AMENDMENT TO AMENDED AND RESTATED MANAGEMENT PERFORMANCE COMPENSATION PLAN

EX-10.7 3 dex107.htm AMENDMENT TO AMENDED AND RESTATED ANNTAYLOR STORES CORPORATION MANAGEMENT Amendment to Amended and Restated AnnTaylor Stores Corporation Management

Exhibit 10.7

AMENDMENT TO AMENDED AND RESTATED MANAGEMENT PERFORMANCE COMPENSATION PLAN

The AnnTaylor Stores Corporation Management Performance Compensation Plan (“AMIP”) is hereby amended and restated as set forth below.

1. The following sections of the AnnTaylor Stores Corporation AMIP are hereby amended and restated to read as follows:

“(a) Payment of an Award (if any) for a Performance Cycle will be made in cash promptly following the end of the Performance Cycle to which it relates and following the certification by the Committee pursuant to Section 5(f) (but in no event later than the last day of the “applicable 2  1/2 month period”, as such term is defined in Treasury Regulation § 1.409A-1(b)(4)(i)(A)).”

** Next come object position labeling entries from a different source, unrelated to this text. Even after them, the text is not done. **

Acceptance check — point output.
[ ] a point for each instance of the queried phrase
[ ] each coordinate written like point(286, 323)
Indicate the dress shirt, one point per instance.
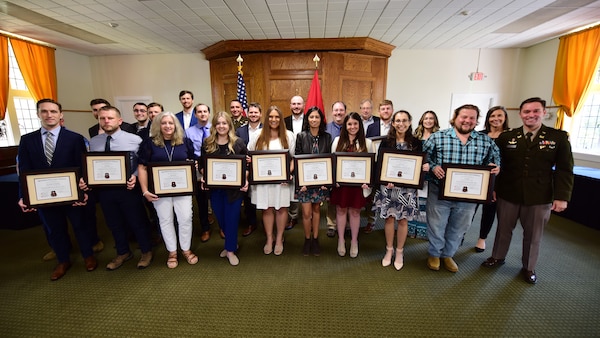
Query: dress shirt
point(444, 147)
point(197, 134)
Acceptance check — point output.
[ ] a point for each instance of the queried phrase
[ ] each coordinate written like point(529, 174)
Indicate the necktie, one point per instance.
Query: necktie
point(528, 137)
point(49, 147)
point(107, 145)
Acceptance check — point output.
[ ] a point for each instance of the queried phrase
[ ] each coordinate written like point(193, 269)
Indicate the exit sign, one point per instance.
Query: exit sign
point(477, 76)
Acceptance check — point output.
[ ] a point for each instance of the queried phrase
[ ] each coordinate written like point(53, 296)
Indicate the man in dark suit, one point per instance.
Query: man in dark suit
point(245, 132)
point(386, 109)
point(294, 124)
point(55, 147)
point(187, 117)
point(536, 178)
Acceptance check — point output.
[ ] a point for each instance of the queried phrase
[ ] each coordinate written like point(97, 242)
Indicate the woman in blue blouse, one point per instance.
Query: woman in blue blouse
point(168, 144)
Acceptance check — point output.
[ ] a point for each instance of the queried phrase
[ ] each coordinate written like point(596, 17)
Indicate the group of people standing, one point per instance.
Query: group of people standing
point(192, 134)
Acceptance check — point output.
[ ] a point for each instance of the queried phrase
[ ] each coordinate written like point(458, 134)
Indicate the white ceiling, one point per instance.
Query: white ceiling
point(184, 26)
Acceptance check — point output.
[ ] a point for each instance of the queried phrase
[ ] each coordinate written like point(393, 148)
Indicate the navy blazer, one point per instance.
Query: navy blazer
point(192, 122)
point(67, 153)
point(243, 133)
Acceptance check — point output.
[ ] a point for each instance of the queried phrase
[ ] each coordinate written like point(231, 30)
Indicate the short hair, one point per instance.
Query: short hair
point(99, 101)
point(140, 104)
point(464, 106)
point(336, 102)
point(183, 92)
point(39, 103)
point(156, 104)
point(531, 100)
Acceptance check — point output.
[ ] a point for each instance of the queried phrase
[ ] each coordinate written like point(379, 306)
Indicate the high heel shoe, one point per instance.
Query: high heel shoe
point(399, 261)
point(387, 259)
point(342, 248)
point(353, 249)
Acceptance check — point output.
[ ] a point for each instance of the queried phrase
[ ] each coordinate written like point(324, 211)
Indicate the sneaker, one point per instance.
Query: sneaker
point(118, 261)
point(145, 260)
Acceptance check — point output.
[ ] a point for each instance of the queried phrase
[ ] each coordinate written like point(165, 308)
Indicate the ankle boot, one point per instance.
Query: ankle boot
point(387, 259)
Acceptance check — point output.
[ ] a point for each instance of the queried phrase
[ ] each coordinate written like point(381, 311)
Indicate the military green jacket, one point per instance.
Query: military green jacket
point(538, 173)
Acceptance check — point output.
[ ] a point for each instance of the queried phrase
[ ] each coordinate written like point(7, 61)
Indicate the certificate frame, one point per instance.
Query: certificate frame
point(258, 174)
point(477, 183)
point(183, 174)
point(222, 180)
point(410, 160)
point(364, 160)
point(322, 162)
point(36, 185)
point(92, 168)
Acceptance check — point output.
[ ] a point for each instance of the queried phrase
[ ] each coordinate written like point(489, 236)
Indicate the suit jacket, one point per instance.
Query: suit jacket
point(192, 122)
point(130, 128)
point(67, 152)
point(538, 173)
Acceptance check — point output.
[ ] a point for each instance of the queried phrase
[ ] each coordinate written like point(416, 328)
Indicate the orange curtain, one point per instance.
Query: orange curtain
point(576, 63)
point(38, 67)
point(3, 75)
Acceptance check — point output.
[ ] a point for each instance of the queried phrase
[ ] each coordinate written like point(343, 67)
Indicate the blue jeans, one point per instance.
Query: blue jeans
point(447, 222)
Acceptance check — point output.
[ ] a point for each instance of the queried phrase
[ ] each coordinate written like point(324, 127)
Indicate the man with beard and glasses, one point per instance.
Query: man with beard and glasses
point(449, 220)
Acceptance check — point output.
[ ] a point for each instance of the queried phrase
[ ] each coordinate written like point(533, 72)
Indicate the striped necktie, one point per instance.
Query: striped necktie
point(49, 147)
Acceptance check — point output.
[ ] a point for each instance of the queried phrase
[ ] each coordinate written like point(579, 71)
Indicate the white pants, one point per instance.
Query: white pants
point(183, 209)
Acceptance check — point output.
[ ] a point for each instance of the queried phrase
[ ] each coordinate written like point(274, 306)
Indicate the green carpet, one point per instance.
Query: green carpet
point(296, 296)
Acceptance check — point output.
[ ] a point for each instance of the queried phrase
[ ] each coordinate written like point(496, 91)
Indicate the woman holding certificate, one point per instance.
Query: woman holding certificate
point(168, 144)
point(226, 203)
point(312, 140)
point(397, 203)
point(273, 199)
point(349, 200)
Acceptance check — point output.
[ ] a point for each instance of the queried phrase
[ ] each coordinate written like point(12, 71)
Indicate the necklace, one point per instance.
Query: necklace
point(169, 155)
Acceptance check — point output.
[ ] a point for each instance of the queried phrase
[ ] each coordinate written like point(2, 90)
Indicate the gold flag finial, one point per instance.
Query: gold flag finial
point(316, 59)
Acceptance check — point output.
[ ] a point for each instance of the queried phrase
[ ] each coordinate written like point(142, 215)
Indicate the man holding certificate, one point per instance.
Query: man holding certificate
point(448, 220)
point(537, 178)
point(121, 205)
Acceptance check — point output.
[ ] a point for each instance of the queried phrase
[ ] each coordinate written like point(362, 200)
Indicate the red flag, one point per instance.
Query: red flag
point(315, 98)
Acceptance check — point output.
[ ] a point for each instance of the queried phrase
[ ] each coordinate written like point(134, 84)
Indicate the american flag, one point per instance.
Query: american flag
point(242, 92)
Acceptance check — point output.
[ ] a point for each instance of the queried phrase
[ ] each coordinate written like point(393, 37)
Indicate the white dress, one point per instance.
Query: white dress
point(273, 195)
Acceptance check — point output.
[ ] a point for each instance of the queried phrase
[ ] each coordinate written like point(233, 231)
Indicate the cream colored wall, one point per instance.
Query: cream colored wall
point(160, 76)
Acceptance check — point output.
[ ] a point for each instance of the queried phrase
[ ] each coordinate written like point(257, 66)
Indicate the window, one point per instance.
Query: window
point(584, 128)
point(21, 117)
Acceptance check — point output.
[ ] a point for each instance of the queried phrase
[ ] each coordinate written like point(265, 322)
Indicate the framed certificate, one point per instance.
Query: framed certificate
point(354, 169)
point(271, 166)
point(375, 143)
point(467, 183)
point(402, 168)
point(106, 168)
point(222, 171)
point(51, 187)
point(172, 178)
point(314, 170)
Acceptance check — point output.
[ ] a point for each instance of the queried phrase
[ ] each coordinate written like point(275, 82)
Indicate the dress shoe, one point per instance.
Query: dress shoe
point(145, 260)
point(98, 246)
point(331, 232)
point(249, 231)
point(450, 264)
point(492, 262)
point(205, 236)
point(433, 263)
point(290, 224)
point(90, 263)
point(118, 261)
point(49, 256)
point(529, 276)
point(60, 270)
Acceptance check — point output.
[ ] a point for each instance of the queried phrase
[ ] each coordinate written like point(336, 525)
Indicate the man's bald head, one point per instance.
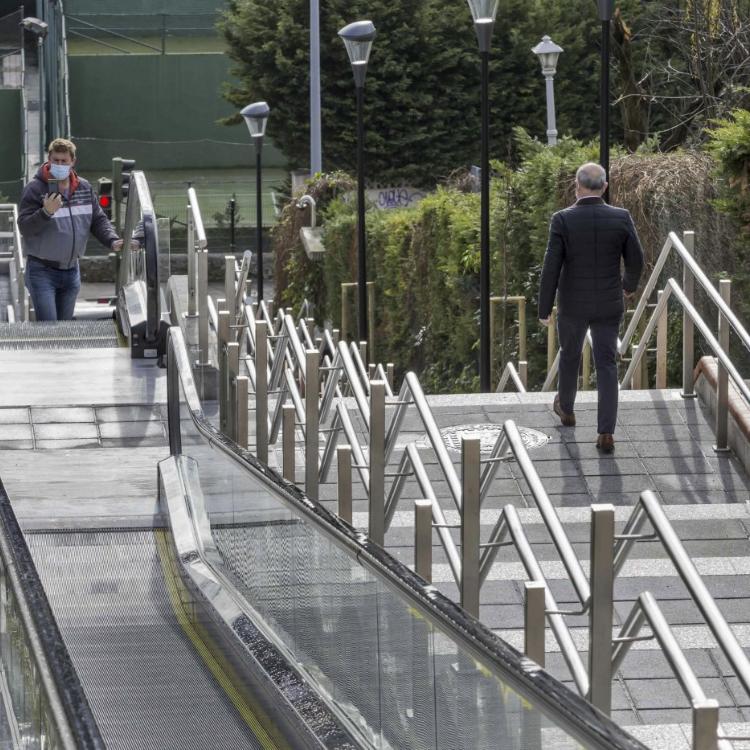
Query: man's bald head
point(591, 179)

“5(e) Performance Compensation shall be paid by the Company or the Subsidiary employing the Participant promptly following the end of the Performance Period to which it relates, or at such later time as may be determined by the Committee at the time the Award is made. The foregoing notwithstanding, no payment of Performance Compensation for a Performance Period may be made to a Section 162(m) Officer until the performance results for that Performance Period are certified by the Committee. A Participant shall not be entitled to receive payment of Performance Compensation unless such Participant is still in the employ of (and shall not have delivered notice of resignation to) the Company or one of its Subsidiaries at the time the Performance Compensation is actually paid except as otherwise determined by the Committee. All Performance Compensation shall be paid not later than the last day of the ‘applicable 2 1 /2 month period’, as such term is defined in Treasury Regulation § 1.409A-1(b)(4)(i)(A).”

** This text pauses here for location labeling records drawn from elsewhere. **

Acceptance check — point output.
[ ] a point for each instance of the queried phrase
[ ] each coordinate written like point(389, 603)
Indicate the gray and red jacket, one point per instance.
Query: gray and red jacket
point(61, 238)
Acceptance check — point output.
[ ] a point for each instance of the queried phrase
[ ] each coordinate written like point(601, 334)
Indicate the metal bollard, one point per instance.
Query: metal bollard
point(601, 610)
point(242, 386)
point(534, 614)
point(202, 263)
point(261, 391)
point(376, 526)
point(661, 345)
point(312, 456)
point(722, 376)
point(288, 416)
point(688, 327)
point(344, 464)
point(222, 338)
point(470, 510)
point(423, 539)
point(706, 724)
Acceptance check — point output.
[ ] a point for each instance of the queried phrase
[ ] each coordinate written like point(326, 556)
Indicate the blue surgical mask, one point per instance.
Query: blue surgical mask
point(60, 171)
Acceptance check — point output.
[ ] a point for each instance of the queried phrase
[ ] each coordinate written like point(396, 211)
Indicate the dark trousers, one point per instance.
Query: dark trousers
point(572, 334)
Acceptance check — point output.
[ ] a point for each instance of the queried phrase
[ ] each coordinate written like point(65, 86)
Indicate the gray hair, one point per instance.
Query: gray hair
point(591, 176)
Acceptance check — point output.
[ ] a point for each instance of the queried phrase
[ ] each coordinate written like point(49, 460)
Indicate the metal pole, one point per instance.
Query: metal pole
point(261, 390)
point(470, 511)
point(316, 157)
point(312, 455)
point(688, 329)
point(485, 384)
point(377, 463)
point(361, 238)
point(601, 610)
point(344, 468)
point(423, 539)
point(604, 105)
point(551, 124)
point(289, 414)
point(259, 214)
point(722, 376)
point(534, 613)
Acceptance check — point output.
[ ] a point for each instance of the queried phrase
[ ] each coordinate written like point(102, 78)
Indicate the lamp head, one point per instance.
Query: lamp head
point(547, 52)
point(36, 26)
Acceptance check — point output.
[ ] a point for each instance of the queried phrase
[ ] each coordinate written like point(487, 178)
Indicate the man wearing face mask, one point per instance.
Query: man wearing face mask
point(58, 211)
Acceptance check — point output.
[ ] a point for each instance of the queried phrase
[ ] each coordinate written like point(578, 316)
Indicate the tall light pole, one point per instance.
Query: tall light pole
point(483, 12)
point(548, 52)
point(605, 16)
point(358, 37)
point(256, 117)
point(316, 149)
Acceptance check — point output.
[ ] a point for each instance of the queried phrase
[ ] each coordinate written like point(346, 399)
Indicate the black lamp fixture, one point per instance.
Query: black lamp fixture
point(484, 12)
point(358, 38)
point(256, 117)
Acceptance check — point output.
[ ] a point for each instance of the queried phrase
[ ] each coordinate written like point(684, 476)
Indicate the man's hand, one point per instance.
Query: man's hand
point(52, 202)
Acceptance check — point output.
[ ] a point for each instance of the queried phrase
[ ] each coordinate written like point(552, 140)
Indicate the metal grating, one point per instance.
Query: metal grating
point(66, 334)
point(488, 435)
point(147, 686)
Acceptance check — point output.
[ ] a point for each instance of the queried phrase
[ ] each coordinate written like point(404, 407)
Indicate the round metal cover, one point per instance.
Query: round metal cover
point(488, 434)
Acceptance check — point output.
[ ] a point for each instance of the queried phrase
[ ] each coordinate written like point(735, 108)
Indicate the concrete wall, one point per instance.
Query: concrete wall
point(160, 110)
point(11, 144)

“2(c) A “Change in Control” shall be deemed to have occurred if:

“(iii) there is consummated a merger or consolidation of the Company with any other entity, other than (A) a merger or consolidation which would result in the voting securities of the Company outstanding immediately prior thereto continuing to represent (either by remaining outstanding or by being converted into voting securities of the surviving or parent entity) 50% or more of the combined voting power of the voting securities of the Company or such surviving or parent entity outstanding immediately after such merger or consolidation or (B) a merger or consolidation effected to implement a recapitalization of the Company (or similar transaction) in which no Person is or becomes the beneficial owner (as defined in clause (i) above), directly or indirectly, of securities of the Company representing 30% or more of the combined voting power of the Company’s then outstanding securities; or”

Except as set forth above, AMIP is hereby ratified and affirmed in all respects.